OEI (Maurice): Stephen Cook and Gail Battle attended the August Earth Literacy Program. Maurice preached the annual OMI retreat in Malibu and preached to Oblates assembled at Arnprior in Canada. He has recently been a resource to an increasing energy around greening their operations by the Belleville ministries, due especially to some new hires at the shrine and MAMI. There has been a greater interconnect with novices this year.

Parish Eco-Mission (Darrell): Darrell explained the themes and process he uses. He continues to receive very positive feedback. Suggestions made to him included establishing ongoing direct contact with parish eco-committee coordinators (along with the pastors). Two of his recent invitations came through the JPIC website. Christine invited him to make use of the possibilities.

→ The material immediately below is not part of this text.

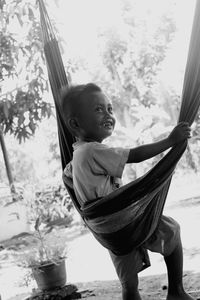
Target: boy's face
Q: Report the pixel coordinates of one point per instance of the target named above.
(95, 117)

OST has two new hires with primary ecological expertise, and a new team-taught course on Earth Our Home is being offered this spring. Committee members asked about a distance- learning possibility for this course.

Bernard Jesuratnam OMI. Bernard shared about his justice and peace ministry in Sri Lanka as an advocate for the Tamil people, placing it in historical context; his arrest and consequent exile to the Philippines where he is doing similarly dangerous work in a conflictive region; he is currently visiting DC where he has been meeting with the Oblates and doing research..

Province Investment Principles and Corporate Social Responsibility.

Should we encourage a dialogue of a few JPIC committee members with the OMI investment committees around investment policies? Some issues: passive or active management? exclude certain companies due to bad social impact (e.g., weapons of mass destruction, abortion) and/or invest primarily in companies with good social impact? Have socially responsible investors who have retained a minimum amount of stock in “bad” companies in order to file shareholder actions had any impact with such filings, or should we just divest ourselves completely? Committee members shared about local impacts of the current financial meltdown: longstanding solid businesses can’t obtain adequate loans, grants to non-profits diminishing, social-service agencies are seeing contributions decline but on the positive side staff is more stable (don’t risk not finding another job).

Social Investment Funds (Seamus):

Seamus talked briefly about the current financial crisis and the impact that it is having on all investors. He also offered updates on the Isaiah Fund (New Orleans), OIP investment in Shared interest focusing on South Africa and Oikocredit. The Oblates are regularly receiving returns on these investments, unlike the results that are being realized through other equity investments.

Stephen Cook comments: Hopes to develop an interface of the OMI USA site with the JPIC site; inherited the OMI youth site ( from the Australian Oblates, and this can be populated with good items from the JPIC site; has been tasked to produce a biweekly newsletter to the men of the province, which will have a JPIC section; will seek to connect Oblate Media and Oblates magazine (Belleville) to JPIC items.

Spring 2009 meeting: it was decided to have an in-person rather than conference-call meeting. The dates selected are April 29, 1:30 PM – April 30, 4 PM, somewhere in the middle of the country (Chicago, Belleville, San Antonio). Seamus will work on determining the site.

Evaluation. Members found the meeting to have been productive, informative, encouraging.